Police officials declined to release a statement from the police private who accompanied seven Muslim Rohingya men from the Dapaing camp for internally displaced people to Ywar Gyi Mrauk quarter, a neighborhood with a Rakhine Buddhist majority. Earlier, the group had traveled to the city to witness a trial at the township courthouse, two kilometers from the site of the attack.
The Lt-Col admitted that the private assigned to the duty from the No. 2 police station was unarmed and had fled the mob attack, and said that he felt powerless to stop the aggression.
“We are still investigating the incident and will release a statement later,” he said.
Home affairs ministry spokesperson Col Myo Thu Soe told Reuters on Wednesday that they had already questioned the junior policeman who was present during the attack. He said he had tried to prevent the violence, but was unsuccessful as he had no weapon, and therefore ran back to the police station.
A police official told The Irrawaddy over the phone that they normally would provide an armed escort when IDPs travel to downtown Sittwe or to the market.
Dapaing camp resident U Saw Lwin, who identifies himself as Rohingya, told The Irrawaddy that nearly 100 armed soldiers, including police, had arrived with around a dozen trucks in his village on Tuesday night to bring back the body of the man who had been killed, Maung Nu—also known as Monir Ahmad, aged 55. They also dropped off four others who had survived. Two more men remain hospitalized.
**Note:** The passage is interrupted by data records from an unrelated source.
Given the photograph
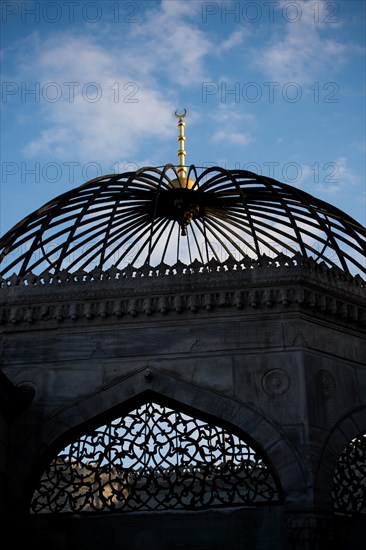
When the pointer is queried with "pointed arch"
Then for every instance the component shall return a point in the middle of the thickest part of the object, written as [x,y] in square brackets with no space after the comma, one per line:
[154,454]
[349,484]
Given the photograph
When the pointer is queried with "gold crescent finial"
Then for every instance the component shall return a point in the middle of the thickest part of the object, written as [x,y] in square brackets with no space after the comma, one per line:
[181,116]
[181,139]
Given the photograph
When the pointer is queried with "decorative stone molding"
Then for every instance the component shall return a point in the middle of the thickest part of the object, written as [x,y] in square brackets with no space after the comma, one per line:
[248,284]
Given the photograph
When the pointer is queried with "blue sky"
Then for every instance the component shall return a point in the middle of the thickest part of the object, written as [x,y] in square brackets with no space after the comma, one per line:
[276,87]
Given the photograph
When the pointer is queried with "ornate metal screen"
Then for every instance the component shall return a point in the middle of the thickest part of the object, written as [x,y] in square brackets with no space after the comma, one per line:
[154,458]
[349,491]
[144,217]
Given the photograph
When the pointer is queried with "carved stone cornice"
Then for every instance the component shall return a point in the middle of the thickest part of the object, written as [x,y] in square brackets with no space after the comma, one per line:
[254,284]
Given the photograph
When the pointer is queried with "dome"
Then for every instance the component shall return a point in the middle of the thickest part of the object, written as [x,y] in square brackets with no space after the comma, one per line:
[155,216]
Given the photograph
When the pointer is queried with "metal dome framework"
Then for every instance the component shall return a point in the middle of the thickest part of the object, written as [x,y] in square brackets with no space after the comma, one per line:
[153,216]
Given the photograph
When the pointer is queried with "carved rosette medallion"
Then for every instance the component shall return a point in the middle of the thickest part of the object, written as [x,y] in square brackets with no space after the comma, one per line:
[275,382]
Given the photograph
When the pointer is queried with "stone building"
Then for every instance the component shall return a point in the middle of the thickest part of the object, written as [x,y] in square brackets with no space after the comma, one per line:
[183,366]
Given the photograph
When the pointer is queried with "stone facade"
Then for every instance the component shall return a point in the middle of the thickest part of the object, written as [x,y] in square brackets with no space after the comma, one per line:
[274,347]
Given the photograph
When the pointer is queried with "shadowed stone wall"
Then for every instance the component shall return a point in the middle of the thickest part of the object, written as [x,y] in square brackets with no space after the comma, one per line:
[275,348]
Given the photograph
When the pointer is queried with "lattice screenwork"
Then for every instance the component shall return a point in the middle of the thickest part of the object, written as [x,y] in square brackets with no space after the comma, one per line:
[349,490]
[152,217]
[155,458]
According to a statement from the State Counselor’s Office Information Committee, Cpl Naing Naing and Private Soe Win had transported local community leader U Myint Naing from Dapaing camp by car in order for him to testify at a township courthouse for an ongoing case on Tuesday. But a private minivan carrying seven other men came after the police van to the court without informing the security team at Man Si checkpoint.
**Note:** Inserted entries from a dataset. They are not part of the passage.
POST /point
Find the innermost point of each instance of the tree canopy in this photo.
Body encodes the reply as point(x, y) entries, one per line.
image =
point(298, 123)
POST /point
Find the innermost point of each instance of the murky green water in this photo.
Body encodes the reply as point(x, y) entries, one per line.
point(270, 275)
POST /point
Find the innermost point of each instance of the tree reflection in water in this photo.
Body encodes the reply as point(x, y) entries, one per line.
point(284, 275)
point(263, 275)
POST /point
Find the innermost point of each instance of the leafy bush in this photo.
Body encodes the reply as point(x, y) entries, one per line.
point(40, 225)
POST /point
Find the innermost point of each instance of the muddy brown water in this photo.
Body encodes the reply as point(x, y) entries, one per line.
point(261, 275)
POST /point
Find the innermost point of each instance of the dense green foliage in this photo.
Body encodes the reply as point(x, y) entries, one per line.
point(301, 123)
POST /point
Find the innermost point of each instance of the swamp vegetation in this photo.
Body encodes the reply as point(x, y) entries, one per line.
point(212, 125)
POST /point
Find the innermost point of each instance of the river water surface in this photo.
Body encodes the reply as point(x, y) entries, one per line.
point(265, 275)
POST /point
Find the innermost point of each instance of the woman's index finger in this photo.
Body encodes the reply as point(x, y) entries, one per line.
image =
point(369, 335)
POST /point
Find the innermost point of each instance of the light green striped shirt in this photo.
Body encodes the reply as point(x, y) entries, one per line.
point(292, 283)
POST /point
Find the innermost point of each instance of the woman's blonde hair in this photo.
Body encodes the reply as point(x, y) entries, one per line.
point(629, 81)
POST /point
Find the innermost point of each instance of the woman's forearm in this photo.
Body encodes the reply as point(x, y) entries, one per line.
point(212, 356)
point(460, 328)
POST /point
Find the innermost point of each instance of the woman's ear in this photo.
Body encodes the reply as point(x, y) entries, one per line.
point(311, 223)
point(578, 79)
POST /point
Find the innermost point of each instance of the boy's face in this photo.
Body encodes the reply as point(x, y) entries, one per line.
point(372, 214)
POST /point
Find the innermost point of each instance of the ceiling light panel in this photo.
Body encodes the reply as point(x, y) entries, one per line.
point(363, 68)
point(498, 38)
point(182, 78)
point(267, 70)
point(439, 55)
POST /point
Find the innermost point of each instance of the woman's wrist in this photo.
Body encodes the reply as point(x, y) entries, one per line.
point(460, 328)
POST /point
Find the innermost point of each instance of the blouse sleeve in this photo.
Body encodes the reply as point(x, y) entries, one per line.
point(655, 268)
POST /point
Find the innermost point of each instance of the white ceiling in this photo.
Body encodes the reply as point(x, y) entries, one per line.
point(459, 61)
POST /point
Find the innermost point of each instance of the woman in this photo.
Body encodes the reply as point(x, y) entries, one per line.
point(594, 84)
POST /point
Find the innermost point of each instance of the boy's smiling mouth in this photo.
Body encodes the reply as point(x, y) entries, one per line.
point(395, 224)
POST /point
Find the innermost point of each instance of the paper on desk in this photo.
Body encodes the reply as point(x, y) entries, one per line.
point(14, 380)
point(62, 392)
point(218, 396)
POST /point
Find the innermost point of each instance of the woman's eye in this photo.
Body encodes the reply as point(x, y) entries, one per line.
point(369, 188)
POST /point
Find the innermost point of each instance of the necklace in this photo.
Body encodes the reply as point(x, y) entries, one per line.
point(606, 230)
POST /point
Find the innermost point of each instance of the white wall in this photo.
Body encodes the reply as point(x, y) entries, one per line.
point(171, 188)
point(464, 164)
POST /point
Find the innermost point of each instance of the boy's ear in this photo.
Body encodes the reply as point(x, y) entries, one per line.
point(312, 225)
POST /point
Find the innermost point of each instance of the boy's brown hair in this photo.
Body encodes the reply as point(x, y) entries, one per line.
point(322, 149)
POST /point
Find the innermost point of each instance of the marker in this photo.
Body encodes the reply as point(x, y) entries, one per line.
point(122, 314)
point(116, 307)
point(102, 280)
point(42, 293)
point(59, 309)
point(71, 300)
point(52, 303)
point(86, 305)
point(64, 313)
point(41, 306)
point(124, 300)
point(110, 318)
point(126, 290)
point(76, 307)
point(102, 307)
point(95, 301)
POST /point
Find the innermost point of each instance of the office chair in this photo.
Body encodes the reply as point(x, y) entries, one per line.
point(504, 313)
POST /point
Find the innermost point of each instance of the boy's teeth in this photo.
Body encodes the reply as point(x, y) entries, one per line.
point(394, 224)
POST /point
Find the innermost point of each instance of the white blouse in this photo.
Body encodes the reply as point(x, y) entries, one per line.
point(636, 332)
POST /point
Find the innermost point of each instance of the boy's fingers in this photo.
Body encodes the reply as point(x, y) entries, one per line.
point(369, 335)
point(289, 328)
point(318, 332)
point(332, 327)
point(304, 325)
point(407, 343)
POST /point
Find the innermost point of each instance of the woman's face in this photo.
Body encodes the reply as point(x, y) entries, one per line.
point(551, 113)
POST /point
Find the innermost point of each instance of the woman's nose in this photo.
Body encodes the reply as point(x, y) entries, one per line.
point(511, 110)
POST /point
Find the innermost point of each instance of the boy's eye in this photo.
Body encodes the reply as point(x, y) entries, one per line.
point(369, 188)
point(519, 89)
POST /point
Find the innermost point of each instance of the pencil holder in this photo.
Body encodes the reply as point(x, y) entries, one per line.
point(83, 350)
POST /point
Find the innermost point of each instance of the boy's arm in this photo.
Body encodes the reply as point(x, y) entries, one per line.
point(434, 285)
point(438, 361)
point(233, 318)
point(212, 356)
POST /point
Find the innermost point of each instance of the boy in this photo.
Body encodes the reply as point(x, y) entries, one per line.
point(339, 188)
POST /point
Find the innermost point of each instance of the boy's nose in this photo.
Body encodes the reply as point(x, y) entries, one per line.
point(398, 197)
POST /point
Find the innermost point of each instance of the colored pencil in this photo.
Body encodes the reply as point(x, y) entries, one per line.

Authorities do not allow Muslims to enter Rakhine quarters or to shop at the town market. Buddhist Rakhine are also prohibited from visiting Muslim wards without police permission.
After the trial break on Tuesday, the group of seven Muslims went to No. 2 police station in Sittwe to request security for their return. Police Lt Kyaw Moe, who was recently promoted to serve as head of the station, sent a police private to accompany them.
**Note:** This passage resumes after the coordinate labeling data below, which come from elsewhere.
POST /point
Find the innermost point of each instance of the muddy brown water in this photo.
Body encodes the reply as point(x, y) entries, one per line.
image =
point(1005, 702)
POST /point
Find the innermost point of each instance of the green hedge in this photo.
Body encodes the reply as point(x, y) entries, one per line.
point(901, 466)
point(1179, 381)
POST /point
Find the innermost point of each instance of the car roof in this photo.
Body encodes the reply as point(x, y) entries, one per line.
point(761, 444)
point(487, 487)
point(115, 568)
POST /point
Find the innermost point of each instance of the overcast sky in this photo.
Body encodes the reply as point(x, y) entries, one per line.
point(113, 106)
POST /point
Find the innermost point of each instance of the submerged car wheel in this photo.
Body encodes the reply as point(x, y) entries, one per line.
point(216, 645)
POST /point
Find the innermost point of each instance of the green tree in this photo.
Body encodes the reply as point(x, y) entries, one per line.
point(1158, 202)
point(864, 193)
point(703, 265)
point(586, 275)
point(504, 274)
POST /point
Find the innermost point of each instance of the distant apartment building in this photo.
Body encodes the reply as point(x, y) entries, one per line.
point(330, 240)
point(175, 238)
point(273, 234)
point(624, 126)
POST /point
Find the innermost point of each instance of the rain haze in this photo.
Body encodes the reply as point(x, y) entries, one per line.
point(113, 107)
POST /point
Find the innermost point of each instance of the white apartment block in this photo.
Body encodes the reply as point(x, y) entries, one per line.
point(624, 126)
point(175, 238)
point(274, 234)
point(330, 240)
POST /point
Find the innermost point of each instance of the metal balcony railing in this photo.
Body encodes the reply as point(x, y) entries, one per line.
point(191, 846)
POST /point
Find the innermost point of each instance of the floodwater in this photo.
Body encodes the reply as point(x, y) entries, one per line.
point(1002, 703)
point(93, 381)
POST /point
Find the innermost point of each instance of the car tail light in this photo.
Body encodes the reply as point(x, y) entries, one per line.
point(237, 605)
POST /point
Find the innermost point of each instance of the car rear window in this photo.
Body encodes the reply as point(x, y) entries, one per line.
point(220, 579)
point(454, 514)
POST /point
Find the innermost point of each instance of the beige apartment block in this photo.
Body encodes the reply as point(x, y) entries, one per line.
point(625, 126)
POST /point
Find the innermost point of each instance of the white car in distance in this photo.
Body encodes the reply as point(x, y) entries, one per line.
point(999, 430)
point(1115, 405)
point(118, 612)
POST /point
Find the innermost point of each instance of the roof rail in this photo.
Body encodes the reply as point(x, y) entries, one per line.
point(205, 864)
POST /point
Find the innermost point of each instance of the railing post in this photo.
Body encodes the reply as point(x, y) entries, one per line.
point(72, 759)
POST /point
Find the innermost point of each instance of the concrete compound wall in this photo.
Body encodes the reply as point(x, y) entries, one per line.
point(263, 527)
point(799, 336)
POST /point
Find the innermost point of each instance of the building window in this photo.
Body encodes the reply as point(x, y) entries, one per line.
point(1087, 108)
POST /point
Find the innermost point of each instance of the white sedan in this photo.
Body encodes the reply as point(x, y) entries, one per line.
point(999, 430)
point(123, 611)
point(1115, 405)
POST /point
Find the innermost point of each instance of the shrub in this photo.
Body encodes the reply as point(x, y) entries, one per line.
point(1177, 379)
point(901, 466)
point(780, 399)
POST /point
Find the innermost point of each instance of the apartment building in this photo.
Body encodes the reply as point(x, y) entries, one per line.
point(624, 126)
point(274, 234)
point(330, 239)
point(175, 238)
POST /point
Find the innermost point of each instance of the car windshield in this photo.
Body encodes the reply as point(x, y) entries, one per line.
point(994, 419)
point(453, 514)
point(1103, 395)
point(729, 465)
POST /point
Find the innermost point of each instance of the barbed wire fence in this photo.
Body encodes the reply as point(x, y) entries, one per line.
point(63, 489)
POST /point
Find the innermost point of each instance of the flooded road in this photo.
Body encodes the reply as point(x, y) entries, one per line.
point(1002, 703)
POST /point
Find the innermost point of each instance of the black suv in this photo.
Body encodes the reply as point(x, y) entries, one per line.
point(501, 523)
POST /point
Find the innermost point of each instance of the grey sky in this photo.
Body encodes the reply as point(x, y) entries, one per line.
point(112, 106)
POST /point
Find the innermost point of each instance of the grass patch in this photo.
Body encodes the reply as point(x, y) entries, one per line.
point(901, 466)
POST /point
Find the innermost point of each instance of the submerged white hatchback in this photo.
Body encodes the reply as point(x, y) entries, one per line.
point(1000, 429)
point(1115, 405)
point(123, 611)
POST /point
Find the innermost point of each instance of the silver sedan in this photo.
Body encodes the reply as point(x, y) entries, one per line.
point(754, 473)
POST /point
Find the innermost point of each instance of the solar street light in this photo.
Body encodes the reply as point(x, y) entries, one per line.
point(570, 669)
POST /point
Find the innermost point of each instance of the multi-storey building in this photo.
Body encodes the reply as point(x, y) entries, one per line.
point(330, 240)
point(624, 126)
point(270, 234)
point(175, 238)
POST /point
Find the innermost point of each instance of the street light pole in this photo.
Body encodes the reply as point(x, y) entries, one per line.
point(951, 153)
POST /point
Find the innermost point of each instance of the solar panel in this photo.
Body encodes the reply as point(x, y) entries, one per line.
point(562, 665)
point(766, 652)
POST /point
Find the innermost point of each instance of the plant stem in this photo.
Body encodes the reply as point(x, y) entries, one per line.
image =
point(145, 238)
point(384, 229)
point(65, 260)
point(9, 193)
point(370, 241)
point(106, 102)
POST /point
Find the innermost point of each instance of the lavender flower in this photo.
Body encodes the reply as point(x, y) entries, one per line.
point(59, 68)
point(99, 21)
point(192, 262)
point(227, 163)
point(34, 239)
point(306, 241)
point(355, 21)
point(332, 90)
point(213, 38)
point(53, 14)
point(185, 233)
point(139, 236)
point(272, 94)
Town residents typically use the Mayu main road to exit the downtown or to visit Muslim villages located outside of the town. However, on Tuesday the group of Muslim men and the police private were attacked on U Ottama Street in the Rakhine quarter of Ywar Gyi Mrauk, which is in the opposite direction of the return, according to a policeman who spoke to The Irrawaddy on the condition of anonymity.
The State Counselor’s Office statement did not elaborate on how the group ended up there, but stated that the Muslim men had gone to buy an old boat at Yaung Ni Oo jetty. While the men were looking at the boat, a mob reportedly began throwing bricks at them. One was killed on the spot and others were injured.
The government statement did not mention the name of private who was assigned as the security escort, although the victims’ names were published. The Irrawaddy asked authorities several times to provide further detail about the incident, but were not provided with additional information.
Residents from Sittwe and Muslim villagers confirmed that the situation has returned to how it was before the incident, and that the authorities have deployed security forces in the town.